Hitchhiker's Guide to AI, Software Architecture, and Everything Else: Understanding Singular Value Decomposition (SVD) and Its Implementation in Pure Python

Introduction to SVD

Singular Value Decomposition (SVD) is one of the most powerful and versatile techniques in linear algebra. It decomposes any matrix into three components, revealing fundamental properties about the original matrix, its rank, null spaces, and range. SVD is particularly applicable to AI.

This article explores the theory behind SVD and presents a pure Python implementation that doesn't rely on external libraries like NumPy.

The Mathematics of SVD

For any matrix A of dimensions m×n, the SVD decomposes it as:

A = U · Σ · V^T

Where:

- U is an m×m orthogonal matrix containing the left singular vectors

- Σ is an m×n diagonal matrix containing the singular values in descending order

- V^T is the transpose of an n×n orthogonal matrix V containing the right singular vectors

The singular values (the diagonal entries of Σ) represent the "stretching factors" of the transformation represented by matrix A. They reveal the rank of the matrix and provide a measure of how information is distributed across different dimensions.

Applications of SVD

Before diving into the implementation, it's worth understanding why SVD is so valuable:

1. Dimensionality Reduction: By keeping only the largest singular values and their corresponding vectors, we can create low-rank approximations of matrices (the foundation of techniques like PCA).
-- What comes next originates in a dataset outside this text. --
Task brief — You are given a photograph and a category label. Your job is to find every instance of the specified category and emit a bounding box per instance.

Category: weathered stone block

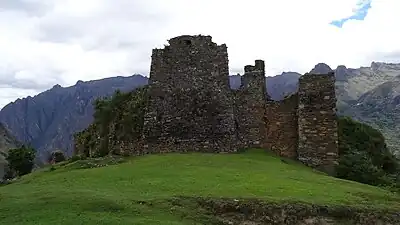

2. Image Compression: SVD allows us to represent images using fewer coefficients while preserving essential features.

3. Recommendation Systems: The Netflix Prize competition demonstrated how matrix factorization methods derived from SVD can be effective for collaborative filtering.

4. Noise Reduction: By eliminating components associated with small singular values, we can often reduce noise in data.

5. Pseudoinverse Calculation: SVD provides a stable way to compute the Moore-Penrose pseudoinverse of matrices.

Understanding Our Implementation

Our Python implementation demonstrates how to compute the SVD using only built-in Python features. Let's examine the key components:

The Power Iteration Method

At the heart of our implementation is the power iteration method, an algorithm for finding the dominant eigenvalue and eigenvector of a matrix. For SVD, we apply this to either A·A^T or A^T·A (depending on which is smaller) to find singular values and vectors.

The power method works by repeatedly multiplying a vector by the matrix and normalizing, which causes the vector to converge to the eigenvector corresponding to the largest eigenvalue:

# Power iteration simplified

x = random_vector

for _ in range(iterations):

y = matrix_multiply(A, x)

x = normalize(y)

# x is now (approximately) the dominant eigenvector

Matrix Deflation

After finding each singular triplet (a singular value and its corresponding left and right singular vectors), we use deflation to remove that component from the working matrix:

# Deflation

A_work[j][l] -= sigma * u[j] * v[l]

This allows us to find subsequent singular triplets in order of decreasing singular values.

Adaptive Dimensionality

One key innovation in our implementation is adaptively choosing whether to work with A·A^T or A^T·A based on the matrix dimensions:

use_AAt = m >= n

This approach ensures we work with the smaller of the two matrices, improving computational efficiency.

Completing Orthonormal Bases

For matrices that are not full rank (like our test matrix [1,2,3; 4,5,6; 7,8,9]), we need to complete the orthonormal bases for both U and V:

# Complete basis for U if necessary

while len(U_vectors) < m:

u = random_orthogonal_vector(U_vectors, m)

U_vectors.append(u)

This ensures that U and V are proper orthogonal matrices as required by the SVD definition.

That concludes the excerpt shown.